QCMetrics Module¶
The QCMetrics module calculates quality control metrics for single-cell RNA-seq data, including gene and UMI counts per cell, as well as the percentage of reads mapping to mitochondrial and ribosomal genes.
Overview¶
Quality control (QC) is a critical step in single-cell RNA-seq analysis. This module uses Scanpy's pp.calculate_qc_metrics
function to compute standard QC metrics and, optionally, generates visualizations of the distributions.
Parameters¶
Parameter | Type | Default | Description |
---|---|---|---|
mito_pattern |
string | ^MT- |
Regex pattern to identify mitochondrial genes |
ribo_pattern |
string | ^RP[SL] |
Regex pattern to identify ribosomal genes |
create_plots |
boolean | True |
Whether to generate plots of QC metrics |
plot_title |
string | None | Title for generated plots |
layer_key |
string | None | If provided, calculate metrics on this layer instead of .X |
Example Configuration¶
- name: pre_qc
type: QCMetrics
params:
mito_pattern: "^MT-"
ribo_pattern: "^RP[SL]"
create_plots: true
plot_title: "Pre-filtering QC Metrics"
Input/Output¶
Inputs¶
data
: An AnnData object containing single-cell data
Outputs¶
- Updates the
data
object with: .obs['n_genes_by_counts']
: Number of genes with positive counts in each cell.obs['total_counts']
: Total counts per cell.obs['pct_counts_mt']
: Percentage of counts in mitochondrial genes.obs['pct_counts_ribo']
: Percentage of counts in ribosomal genes- Visualization of these metrics in the report (if
create_plots
isTrue
)
Functionality¶
The module performs the following operations:
- Calculates basic QC metrics (genes and UMIs per cell)

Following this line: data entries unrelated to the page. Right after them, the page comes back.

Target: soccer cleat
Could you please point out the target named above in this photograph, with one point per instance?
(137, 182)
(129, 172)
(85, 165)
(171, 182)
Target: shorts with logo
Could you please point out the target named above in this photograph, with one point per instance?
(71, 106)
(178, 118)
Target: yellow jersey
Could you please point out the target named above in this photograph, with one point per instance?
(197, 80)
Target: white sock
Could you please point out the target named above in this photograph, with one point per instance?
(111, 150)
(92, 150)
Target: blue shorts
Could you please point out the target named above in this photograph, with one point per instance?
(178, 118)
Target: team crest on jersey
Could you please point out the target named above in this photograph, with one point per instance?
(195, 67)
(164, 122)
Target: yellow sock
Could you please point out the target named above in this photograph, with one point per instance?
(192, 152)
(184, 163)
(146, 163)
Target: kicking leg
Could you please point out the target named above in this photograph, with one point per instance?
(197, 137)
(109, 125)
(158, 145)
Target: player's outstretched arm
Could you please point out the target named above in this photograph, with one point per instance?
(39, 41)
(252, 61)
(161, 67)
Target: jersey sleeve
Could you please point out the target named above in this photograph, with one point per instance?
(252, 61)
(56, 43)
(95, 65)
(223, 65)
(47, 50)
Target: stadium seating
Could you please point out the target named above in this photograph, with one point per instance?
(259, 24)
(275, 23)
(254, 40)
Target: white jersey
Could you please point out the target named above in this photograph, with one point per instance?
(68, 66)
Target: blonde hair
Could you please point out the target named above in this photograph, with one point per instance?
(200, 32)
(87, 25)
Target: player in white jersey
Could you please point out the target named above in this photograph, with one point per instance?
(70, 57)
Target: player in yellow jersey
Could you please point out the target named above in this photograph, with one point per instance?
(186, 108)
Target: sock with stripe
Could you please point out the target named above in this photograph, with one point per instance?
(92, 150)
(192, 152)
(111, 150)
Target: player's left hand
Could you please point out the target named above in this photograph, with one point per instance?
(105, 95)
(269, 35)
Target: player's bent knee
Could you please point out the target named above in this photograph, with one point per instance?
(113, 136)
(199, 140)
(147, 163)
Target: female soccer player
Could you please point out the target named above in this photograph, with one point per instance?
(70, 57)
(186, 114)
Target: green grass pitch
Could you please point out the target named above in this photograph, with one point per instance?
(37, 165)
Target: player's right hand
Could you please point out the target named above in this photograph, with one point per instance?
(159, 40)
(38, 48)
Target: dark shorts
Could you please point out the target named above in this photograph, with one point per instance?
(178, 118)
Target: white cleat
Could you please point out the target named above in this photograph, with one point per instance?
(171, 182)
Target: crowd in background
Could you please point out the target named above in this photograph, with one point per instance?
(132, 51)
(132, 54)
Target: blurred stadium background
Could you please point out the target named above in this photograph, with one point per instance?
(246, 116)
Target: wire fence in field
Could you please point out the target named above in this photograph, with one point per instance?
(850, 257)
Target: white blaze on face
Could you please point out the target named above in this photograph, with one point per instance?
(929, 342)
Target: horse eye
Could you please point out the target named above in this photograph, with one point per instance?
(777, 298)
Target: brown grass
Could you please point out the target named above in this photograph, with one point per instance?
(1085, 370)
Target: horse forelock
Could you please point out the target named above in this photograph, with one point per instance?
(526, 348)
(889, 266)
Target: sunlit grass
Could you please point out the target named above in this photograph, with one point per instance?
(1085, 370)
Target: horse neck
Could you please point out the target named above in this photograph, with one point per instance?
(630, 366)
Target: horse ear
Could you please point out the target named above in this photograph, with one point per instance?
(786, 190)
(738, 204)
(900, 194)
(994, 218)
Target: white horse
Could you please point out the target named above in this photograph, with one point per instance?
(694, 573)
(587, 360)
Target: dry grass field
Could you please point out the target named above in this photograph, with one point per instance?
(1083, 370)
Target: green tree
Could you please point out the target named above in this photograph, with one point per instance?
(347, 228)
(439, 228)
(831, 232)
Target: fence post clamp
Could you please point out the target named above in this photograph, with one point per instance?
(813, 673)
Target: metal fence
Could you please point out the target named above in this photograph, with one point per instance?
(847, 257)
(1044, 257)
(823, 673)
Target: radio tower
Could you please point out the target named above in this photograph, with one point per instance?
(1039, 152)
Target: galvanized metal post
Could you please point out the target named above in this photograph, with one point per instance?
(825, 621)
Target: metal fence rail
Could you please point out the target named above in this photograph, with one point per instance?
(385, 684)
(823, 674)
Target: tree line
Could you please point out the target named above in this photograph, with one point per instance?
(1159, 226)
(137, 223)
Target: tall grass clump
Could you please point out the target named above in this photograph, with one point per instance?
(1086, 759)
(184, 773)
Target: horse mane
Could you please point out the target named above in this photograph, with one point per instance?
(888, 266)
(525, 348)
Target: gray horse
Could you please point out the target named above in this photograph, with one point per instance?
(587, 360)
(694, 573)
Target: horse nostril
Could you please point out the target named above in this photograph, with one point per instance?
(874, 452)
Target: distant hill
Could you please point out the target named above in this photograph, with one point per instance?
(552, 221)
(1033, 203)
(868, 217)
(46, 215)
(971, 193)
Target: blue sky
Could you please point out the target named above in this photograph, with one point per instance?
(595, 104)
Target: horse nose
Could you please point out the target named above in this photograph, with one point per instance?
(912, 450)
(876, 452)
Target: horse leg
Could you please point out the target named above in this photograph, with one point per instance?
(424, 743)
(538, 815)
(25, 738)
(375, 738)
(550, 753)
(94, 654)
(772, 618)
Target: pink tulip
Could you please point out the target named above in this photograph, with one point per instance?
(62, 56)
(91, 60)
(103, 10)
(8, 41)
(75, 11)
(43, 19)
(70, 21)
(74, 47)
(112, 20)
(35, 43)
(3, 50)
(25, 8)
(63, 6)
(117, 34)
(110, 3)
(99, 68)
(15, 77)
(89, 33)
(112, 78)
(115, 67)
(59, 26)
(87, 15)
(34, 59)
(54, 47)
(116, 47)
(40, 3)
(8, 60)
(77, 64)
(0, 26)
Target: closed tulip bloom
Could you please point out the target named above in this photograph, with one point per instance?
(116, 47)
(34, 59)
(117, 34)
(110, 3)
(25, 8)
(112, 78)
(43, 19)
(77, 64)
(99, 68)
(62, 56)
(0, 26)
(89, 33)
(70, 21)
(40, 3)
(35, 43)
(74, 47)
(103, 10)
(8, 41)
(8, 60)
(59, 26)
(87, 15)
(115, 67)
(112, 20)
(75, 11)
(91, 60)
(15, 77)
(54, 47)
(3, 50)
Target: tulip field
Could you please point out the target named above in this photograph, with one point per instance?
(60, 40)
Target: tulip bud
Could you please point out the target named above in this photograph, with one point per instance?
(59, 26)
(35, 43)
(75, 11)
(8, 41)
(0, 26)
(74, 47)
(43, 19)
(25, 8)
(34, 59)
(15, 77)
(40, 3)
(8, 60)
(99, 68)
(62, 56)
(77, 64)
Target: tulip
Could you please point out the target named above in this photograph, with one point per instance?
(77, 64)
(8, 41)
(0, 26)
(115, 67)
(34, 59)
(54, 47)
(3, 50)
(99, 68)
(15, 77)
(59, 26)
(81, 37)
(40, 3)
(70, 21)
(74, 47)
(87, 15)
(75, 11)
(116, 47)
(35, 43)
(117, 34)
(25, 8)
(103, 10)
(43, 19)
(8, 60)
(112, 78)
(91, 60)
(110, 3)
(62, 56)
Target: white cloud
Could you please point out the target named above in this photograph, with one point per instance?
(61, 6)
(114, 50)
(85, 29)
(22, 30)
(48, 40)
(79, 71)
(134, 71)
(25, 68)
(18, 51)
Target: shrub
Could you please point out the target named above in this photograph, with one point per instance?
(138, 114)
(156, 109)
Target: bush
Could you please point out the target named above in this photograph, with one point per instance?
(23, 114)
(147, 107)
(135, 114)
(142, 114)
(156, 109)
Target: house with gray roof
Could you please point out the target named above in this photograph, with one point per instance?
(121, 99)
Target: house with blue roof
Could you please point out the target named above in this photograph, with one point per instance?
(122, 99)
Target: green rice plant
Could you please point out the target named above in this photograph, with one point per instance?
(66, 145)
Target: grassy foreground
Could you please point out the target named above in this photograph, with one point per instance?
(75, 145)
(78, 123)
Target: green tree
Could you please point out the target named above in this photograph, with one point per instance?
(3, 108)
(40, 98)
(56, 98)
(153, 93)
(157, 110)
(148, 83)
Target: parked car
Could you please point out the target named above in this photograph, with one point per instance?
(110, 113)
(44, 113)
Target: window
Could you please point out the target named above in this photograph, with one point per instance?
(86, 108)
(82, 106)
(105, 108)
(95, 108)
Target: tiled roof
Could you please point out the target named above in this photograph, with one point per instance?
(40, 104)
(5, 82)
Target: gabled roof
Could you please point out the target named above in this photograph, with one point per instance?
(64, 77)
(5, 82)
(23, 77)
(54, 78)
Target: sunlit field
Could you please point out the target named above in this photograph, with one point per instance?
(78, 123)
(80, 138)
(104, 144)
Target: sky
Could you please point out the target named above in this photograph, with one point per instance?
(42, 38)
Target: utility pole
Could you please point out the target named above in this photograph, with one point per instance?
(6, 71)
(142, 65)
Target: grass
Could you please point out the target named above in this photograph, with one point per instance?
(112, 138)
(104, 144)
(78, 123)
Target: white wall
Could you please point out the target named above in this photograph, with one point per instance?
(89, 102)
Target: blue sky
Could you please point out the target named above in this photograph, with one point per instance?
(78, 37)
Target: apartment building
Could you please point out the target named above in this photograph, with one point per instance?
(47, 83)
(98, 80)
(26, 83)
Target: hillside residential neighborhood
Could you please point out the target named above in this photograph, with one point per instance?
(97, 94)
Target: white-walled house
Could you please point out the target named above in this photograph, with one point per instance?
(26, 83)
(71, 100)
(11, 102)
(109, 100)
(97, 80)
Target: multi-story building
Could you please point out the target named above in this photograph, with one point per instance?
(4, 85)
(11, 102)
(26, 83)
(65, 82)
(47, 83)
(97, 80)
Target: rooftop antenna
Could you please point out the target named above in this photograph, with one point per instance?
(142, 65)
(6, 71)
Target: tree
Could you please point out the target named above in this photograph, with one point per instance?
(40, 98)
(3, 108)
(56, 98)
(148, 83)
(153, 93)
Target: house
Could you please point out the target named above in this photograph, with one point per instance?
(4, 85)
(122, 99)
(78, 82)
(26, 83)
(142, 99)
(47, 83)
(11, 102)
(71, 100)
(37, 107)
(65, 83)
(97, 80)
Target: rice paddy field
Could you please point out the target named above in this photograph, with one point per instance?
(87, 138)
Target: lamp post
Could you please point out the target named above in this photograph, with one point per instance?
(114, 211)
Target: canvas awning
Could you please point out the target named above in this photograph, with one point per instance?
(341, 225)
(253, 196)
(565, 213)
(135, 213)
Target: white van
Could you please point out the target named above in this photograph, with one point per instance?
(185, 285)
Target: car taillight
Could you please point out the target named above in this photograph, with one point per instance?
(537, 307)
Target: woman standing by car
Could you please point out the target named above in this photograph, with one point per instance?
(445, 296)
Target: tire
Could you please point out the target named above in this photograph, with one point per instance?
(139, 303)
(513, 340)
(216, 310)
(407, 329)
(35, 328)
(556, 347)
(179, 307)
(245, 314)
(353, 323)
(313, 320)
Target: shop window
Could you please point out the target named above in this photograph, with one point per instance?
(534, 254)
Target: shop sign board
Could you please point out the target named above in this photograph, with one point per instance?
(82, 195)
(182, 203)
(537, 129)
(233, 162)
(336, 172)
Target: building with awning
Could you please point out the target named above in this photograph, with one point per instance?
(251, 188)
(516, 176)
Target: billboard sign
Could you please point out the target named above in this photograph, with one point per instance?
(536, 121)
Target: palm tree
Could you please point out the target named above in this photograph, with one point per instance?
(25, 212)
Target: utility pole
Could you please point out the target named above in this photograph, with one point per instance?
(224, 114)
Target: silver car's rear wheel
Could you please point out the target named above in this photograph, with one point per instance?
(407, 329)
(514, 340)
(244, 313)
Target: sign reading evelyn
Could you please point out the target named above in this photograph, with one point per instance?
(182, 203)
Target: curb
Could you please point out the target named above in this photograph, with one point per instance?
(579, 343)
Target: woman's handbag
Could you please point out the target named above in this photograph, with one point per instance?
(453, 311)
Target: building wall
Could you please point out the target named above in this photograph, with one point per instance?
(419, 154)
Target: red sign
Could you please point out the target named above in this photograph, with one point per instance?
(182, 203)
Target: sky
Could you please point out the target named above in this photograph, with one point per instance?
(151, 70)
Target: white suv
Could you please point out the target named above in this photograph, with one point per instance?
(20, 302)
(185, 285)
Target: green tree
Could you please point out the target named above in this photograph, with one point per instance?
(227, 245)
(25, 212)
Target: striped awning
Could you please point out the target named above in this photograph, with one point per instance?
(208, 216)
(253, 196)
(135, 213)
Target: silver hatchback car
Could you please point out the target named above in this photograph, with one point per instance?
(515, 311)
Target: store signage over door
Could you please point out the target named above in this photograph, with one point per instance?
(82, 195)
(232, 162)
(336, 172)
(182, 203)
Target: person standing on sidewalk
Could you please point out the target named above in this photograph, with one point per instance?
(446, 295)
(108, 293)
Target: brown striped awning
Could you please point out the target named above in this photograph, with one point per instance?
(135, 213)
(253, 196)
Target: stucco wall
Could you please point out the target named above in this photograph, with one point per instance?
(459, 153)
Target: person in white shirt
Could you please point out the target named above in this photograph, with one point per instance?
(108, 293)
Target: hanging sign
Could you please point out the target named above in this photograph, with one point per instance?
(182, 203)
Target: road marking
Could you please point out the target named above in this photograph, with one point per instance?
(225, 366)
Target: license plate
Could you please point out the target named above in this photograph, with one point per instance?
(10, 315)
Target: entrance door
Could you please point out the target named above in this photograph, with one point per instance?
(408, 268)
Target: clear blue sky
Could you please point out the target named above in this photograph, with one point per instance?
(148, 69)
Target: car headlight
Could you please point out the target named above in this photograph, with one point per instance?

- Identifies mitochondrial genes based on the provided pattern
- Calculates the percentage of reads mapping to mitochondrial genes per cell
- Identifies ribosomal genes based on the provided pattern
- Calculates the percentage of reads mapping to ribosomal genes per cell
- Optionally generates violin plots showing the distribution of these metrics
Visualization¶
When create_plots
is set to True
, the module generates violin plots for:
- Number of genes detected per cell
- Total UMI counts per cell
- Percentage of counts from mitochondrial genes
- Percentage of counts from ribosomal genes
These plots are saved as images and included in the final report.
Usage Notes¶
- This module may be run twice in a pipeline: once before filtering to identify outliers and again after filtering to confirm the effectiveness of filtering steps.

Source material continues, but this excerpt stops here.